A mensagem não precisa de palavras:
> EU SEI QUEM VOCÊ ERA.
Daniel recebeu somente três ordens:
entregar o quadro; observar a reação de Vittoria; retornar.
Quem é seu domitor e por que possui o retrato ficam para uma história futura.
---
FLUXO RÁPIDO DO NARRADOR
FESTA DE VITTORIA
│
LEILÃO — 5ª PEÇA
│
VITTORIA CONTRATA
A COTERIE
│
┌─────────────┴─────────────┐
│ │
LINHA SOCIAL LINHA MATERIAL
│ │
COMENDADOR SALA DO LEILÃO
│ │
VALADARES embalagem estranha
│ │
mente sobre quadro etiqueta falsa
│ │
mercado clandestino FUNDOS
│ │
chegou cedo embalagem descartada
│ │
oferta há poucos dias funcionário levou
│ │
│ CANELA FINA
│ │
│ "entregador de paletó"
│ │
│ descrição parcial
│ │
│ DANIEL
│ │
▼ ▼
VALADARES DANIEL
MOTIVO FORTE MEIO + OPORTUNIDADE
│ │
└─────────────┬─────────────┘
│
CONVIDADOS COMEÇAM A SAIR
│
DECISÃO DA COTERIE
/ \
VALADARES DANIEL
│ │
Daniel escapa confronto
│
tenta fugir
│
CANELA FINA
POTÊNCIA
│
arrasta aos fundos
│
É UM CARNIÇAL
│
ANÁPOLIS
│
DÍVIDA DE VITTORIA
Regra de ouro para narrar
Não diga qual linha está correta.
O Comendador não é uma "pista falsa": tudo que ele descobre sobre Valadares é verdade.
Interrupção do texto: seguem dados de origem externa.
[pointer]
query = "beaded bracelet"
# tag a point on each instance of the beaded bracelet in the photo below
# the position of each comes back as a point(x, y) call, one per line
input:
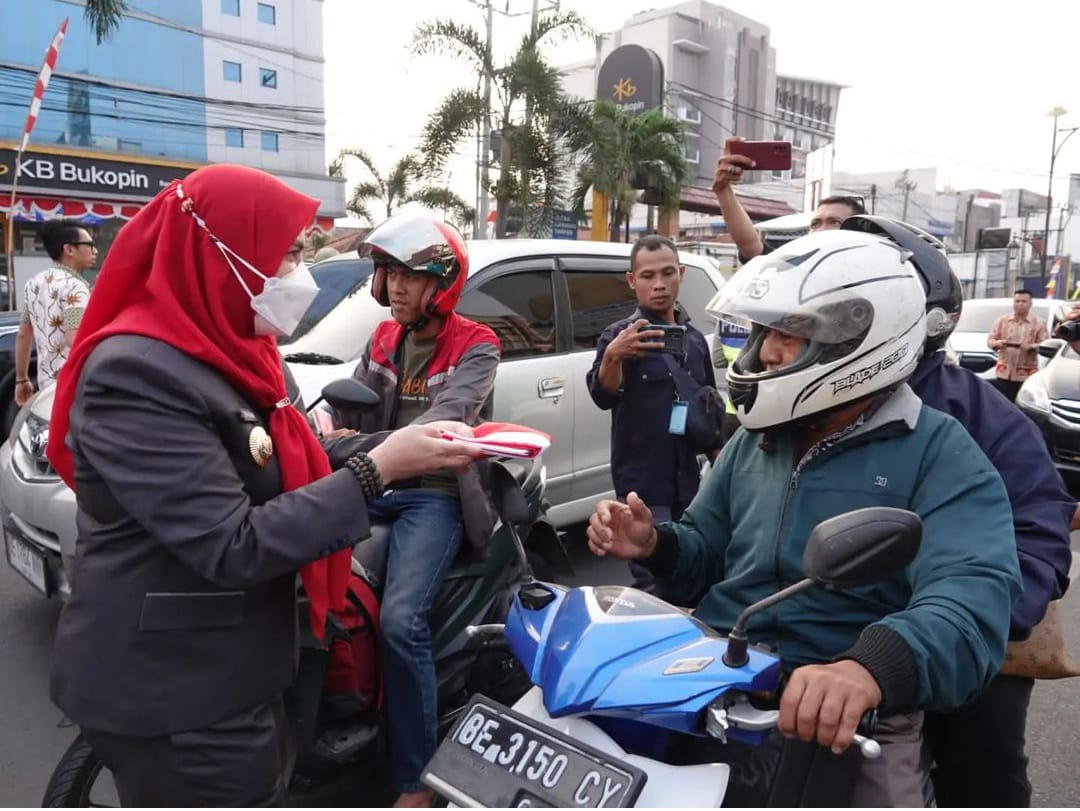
point(363, 468)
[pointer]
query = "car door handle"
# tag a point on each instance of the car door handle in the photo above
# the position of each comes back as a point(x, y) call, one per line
point(550, 388)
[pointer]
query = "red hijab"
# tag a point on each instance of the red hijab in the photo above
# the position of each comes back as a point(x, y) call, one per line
point(165, 279)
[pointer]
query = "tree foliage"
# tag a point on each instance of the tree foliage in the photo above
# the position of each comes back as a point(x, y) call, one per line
point(621, 153)
point(403, 184)
point(104, 16)
point(525, 113)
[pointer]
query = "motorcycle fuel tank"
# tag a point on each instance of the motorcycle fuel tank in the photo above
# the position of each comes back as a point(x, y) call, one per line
point(621, 652)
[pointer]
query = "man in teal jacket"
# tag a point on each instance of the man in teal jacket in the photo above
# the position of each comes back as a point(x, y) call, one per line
point(837, 321)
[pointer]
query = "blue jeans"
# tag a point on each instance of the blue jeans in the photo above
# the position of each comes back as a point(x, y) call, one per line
point(424, 537)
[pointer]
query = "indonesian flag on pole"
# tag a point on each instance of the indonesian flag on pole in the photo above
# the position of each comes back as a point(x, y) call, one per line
point(39, 90)
point(1055, 269)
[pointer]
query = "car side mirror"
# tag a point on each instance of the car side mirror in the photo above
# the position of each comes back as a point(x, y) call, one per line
point(1050, 347)
point(349, 394)
point(861, 546)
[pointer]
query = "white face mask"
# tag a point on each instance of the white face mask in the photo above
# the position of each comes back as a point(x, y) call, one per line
point(283, 300)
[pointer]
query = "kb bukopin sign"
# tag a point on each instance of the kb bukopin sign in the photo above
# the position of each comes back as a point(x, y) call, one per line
point(632, 77)
point(56, 173)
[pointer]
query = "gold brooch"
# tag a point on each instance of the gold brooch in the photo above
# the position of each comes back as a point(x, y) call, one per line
point(260, 445)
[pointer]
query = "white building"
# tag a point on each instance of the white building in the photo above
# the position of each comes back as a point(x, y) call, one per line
point(264, 67)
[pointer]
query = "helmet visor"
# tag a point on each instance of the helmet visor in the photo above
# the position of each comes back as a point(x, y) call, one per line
point(750, 298)
point(417, 243)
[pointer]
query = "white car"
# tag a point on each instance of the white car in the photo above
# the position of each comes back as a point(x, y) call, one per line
point(968, 341)
point(548, 300)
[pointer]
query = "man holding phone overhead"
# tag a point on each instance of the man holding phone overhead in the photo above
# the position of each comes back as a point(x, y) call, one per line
point(741, 156)
point(633, 376)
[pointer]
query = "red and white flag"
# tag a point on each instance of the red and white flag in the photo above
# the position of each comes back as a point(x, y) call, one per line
point(39, 90)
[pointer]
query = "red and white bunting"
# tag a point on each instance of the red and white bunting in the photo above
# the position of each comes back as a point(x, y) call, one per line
point(39, 90)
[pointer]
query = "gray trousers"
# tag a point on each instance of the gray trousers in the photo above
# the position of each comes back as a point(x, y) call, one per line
point(895, 779)
point(234, 762)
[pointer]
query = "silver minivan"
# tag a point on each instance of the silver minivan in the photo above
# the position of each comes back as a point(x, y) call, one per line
point(548, 300)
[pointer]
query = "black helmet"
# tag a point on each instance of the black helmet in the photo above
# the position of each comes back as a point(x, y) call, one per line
point(944, 293)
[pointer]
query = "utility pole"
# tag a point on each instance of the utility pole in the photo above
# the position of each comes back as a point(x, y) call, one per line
point(1054, 149)
point(480, 229)
point(907, 187)
point(528, 127)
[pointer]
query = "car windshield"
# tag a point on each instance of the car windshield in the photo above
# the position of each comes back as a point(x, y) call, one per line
point(337, 281)
point(979, 316)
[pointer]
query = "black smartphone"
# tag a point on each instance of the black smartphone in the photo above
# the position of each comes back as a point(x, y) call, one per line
point(674, 338)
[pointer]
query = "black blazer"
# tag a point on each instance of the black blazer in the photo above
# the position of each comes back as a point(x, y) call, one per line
point(183, 609)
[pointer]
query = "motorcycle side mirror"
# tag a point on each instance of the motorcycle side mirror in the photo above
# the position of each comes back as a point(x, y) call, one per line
point(851, 549)
point(349, 394)
point(861, 546)
point(1050, 347)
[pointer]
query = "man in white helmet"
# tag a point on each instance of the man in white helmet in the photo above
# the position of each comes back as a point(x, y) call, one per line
point(837, 323)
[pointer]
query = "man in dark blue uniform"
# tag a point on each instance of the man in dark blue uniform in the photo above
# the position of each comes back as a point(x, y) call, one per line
point(631, 377)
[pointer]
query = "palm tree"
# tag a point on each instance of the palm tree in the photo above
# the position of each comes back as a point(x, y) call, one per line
point(396, 188)
point(104, 16)
point(621, 152)
point(528, 98)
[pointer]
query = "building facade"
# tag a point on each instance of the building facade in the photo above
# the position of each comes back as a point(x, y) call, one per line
point(719, 75)
point(805, 117)
point(179, 84)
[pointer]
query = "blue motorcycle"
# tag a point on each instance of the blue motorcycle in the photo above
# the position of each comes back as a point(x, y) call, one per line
point(618, 673)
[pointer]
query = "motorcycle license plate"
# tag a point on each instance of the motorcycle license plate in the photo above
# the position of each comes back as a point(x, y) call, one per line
point(496, 757)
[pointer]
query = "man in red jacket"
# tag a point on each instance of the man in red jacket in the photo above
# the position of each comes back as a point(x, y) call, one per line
point(426, 363)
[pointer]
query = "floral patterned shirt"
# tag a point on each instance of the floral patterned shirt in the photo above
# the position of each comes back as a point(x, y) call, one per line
point(53, 302)
point(1015, 363)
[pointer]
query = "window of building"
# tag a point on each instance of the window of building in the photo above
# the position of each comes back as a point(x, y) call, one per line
point(694, 292)
point(520, 308)
point(597, 299)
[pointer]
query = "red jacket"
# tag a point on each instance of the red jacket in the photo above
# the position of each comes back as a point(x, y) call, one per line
point(460, 381)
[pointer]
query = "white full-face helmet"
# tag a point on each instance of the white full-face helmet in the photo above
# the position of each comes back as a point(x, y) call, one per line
point(855, 299)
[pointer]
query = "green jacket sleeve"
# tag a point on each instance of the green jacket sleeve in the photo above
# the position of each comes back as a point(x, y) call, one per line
point(966, 576)
point(702, 535)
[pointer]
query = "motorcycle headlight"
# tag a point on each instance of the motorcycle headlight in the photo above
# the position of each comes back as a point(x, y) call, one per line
point(1034, 396)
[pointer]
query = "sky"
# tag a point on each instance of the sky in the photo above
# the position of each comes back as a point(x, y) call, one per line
point(957, 84)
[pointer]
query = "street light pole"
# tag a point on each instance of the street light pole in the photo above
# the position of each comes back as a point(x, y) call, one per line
point(1054, 149)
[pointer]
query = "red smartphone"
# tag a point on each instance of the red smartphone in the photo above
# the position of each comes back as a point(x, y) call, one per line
point(767, 154)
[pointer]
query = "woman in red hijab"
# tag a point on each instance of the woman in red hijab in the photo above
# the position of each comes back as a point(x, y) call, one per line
point(201, 491)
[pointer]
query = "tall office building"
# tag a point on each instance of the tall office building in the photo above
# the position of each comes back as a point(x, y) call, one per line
point(179, 84)
point(719, 75)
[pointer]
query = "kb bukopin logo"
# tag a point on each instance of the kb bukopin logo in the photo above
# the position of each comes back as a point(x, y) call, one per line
point(624, 89)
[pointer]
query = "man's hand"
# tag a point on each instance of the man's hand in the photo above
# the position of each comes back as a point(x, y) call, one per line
point(729, 169)
point(825, 702)
point(418, 449)
point(622, 530)
point(24, 391)
point(633, 341)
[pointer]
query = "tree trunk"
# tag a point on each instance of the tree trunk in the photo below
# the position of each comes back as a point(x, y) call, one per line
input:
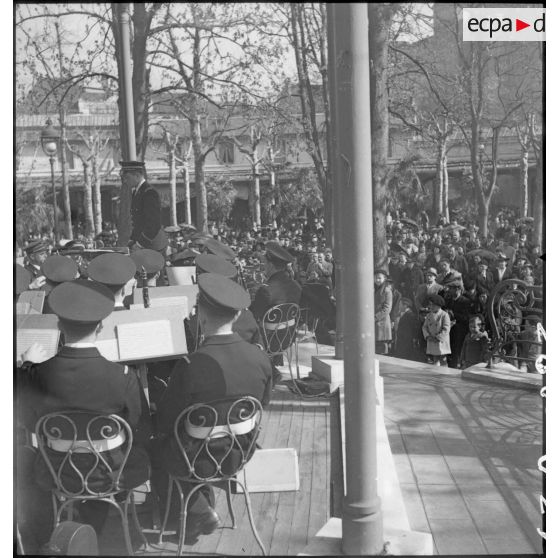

Da mesma forma, não faça Canela Fina dizer "Daniel é o culpado". Ele confirma apenas:
> — Esse é o homem que eu vi.
Quem transforma os fatos em uma acusação são os jogadores.
Assim, se escolherem Valadares, eles realmente resolveram o mistério errado — em vez de simplesmente terem falhado num teste.